Keeping your invoices and bills up-to-date in QBO will help show a real time cash flow of your business that might not match what your bank account shows.  This is a huge mistake in many businesses that pay by check.  When you receive a payment for a bill, always open the bill and add a payment to the bill.  This will help you better track any outstanding bills you have as well as keep a record of how much money you have to spend.  The same with the invoices.  When you receive a check or an ACH for an invoice, you want to add a payment to that invoice. This practice helps you keep accurate records of when you were actually paid or made a payment, not when the monies went in/out of the bank account.

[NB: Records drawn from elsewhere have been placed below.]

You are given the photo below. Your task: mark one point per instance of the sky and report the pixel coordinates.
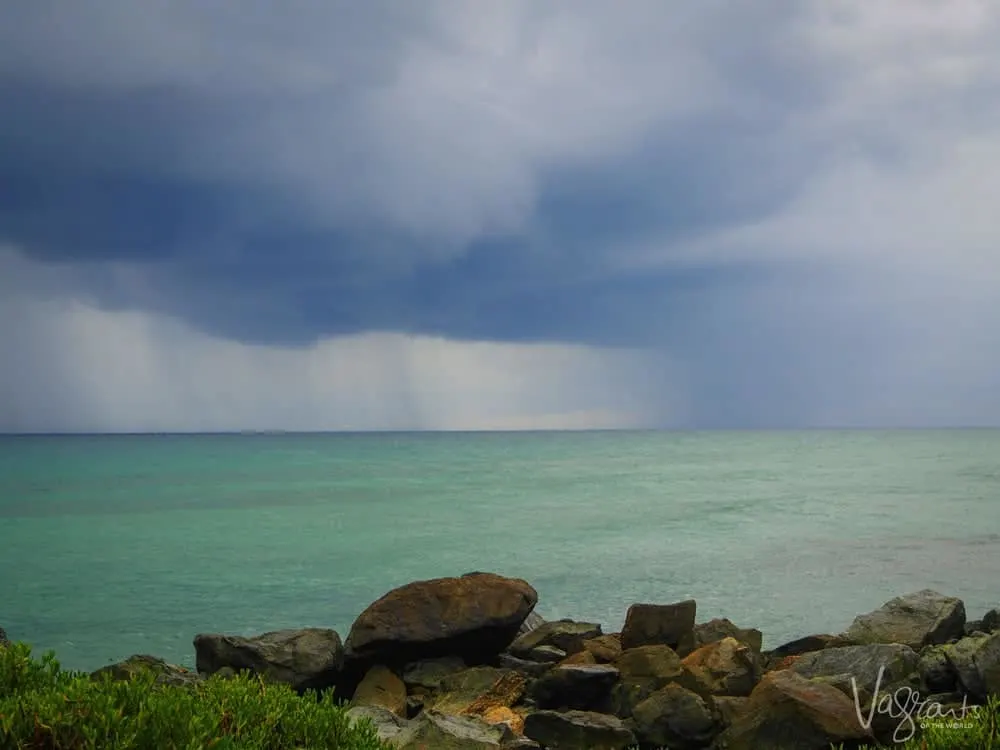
(330, 215)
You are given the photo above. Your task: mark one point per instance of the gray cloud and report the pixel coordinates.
(788, 202)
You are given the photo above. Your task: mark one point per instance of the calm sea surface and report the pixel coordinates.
(116, 545)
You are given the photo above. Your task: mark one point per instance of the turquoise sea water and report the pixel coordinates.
(113, 545)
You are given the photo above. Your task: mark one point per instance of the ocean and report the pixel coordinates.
(114, 545)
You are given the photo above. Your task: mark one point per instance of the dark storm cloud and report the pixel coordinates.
(154, 164)
(764, 194)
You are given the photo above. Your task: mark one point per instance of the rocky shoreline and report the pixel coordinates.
(465, 663)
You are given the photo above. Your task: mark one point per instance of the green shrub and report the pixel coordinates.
(46, 708)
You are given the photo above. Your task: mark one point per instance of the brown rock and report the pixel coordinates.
(655, 624)
(504, 715)
(643, 671)
(483, 686)
(729, 707)
(785, 662)
(505, 692)
(382, 687)
(446, 732)
(424, 676)
(605, 648)
(722, 627)
(580, 657)
(789, 712)
(726, 667)
(473, 617)
(804, 646)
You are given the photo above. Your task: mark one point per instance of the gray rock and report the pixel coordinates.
(976, 661)
(387, 724)
(729, 707)
(566, 635)
(789, 712)
(898, 665)
(444, 732)
(923, 618)
(937, 675)
(382, 687)
(675, 717)
(525, 666)
(643, 671)
(532, 621)
(575, 686)
(805, 645)
(726, 667)
(308, 658)
(577, 730)
(722, 627)
(652, 624)
(427, 674)
(474, 617)
(546, 654)
(991, 621)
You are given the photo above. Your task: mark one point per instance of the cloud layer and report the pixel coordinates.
(439, 215)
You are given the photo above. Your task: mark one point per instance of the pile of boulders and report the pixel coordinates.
(465, 663)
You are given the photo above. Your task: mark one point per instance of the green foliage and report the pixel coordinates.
(43, 707)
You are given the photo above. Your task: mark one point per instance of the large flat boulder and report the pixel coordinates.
(923, 618)
(578, 730)
(308, 658)
(472, 617)
(789, 712)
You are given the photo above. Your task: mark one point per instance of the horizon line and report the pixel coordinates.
(472, 431)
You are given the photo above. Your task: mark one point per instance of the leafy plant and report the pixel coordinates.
(43, 707)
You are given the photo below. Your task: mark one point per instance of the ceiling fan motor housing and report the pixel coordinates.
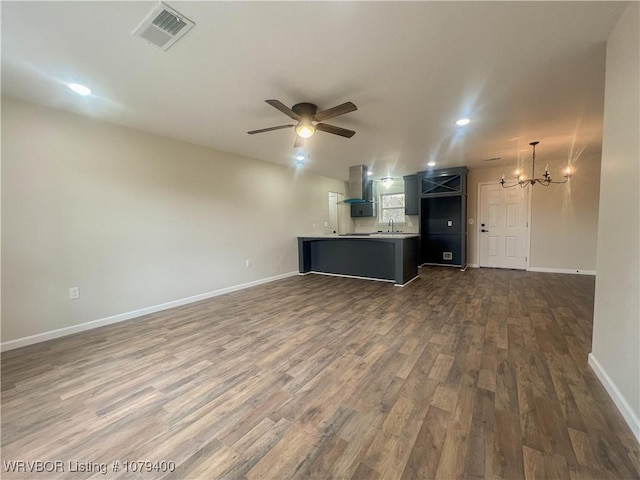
(305, 110)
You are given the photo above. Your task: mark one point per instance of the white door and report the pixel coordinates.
(502, 226)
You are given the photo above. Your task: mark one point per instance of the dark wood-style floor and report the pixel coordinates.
(476, 374)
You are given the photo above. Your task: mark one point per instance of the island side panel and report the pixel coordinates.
(406, 260)
(372, 258)
(304, 256)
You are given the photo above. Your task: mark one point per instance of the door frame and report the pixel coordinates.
(527, 258)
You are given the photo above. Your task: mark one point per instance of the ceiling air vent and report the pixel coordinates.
(163, 26)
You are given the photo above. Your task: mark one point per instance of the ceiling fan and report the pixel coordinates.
(309, 119)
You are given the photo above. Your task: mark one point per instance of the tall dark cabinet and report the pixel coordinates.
(411, 197)
(443, 216)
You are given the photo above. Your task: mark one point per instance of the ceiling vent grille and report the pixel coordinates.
(163, 27)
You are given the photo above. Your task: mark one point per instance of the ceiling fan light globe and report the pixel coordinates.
(305, 130)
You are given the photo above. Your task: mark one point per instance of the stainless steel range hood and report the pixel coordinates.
(360, 190)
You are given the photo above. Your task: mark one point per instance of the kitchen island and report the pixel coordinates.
(391, 257)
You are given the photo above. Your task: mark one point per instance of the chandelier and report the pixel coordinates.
(545, 180)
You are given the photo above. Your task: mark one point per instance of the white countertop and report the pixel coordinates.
(365, 235)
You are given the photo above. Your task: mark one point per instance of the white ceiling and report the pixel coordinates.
(522, 71)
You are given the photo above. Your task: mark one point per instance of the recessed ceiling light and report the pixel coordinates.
(80, 89)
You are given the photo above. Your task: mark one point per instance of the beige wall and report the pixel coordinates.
(135, 220)
(615, 355)
(564, 218)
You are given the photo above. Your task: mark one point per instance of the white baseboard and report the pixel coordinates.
(62, 332)
(561, 270)
(625, 409)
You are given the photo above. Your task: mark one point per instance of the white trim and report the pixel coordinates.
(622, 404)
(62, 332)
(406, 283)
(562, 270)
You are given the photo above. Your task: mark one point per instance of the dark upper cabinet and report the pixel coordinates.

When a payment is created for a bill, you are then able to “match” a deposit from the bank feed to that bill.  This is a great feature and helps speed up the process of adding in your banking transactions.  Hence good rule of thumb: for all bills/ invoices that do not “match”, you need to review why they do not match and correct it.

For More information on cash flow check out: Predicting Cash Flow

  1. Customize Your Reports


Become familiar with custom reports.  There are so many reports you can create in QBO to better assist your view on your business.  Here are a list of reports and best practices you should follow:

  • A/R Aging. Running this report each week will ensure you stay on top of any outstanding money you are expecting to receive..
  • A/P Aging. Running this report each week will ensure you stay on top of any outstanding bills needing to be paid.
  • Profit & Loss by Month. This report shows the income/expenses for each month. Here you can review and find where your business is doing well. This includes what areas you are spending the most in and what areas you might have room to save money.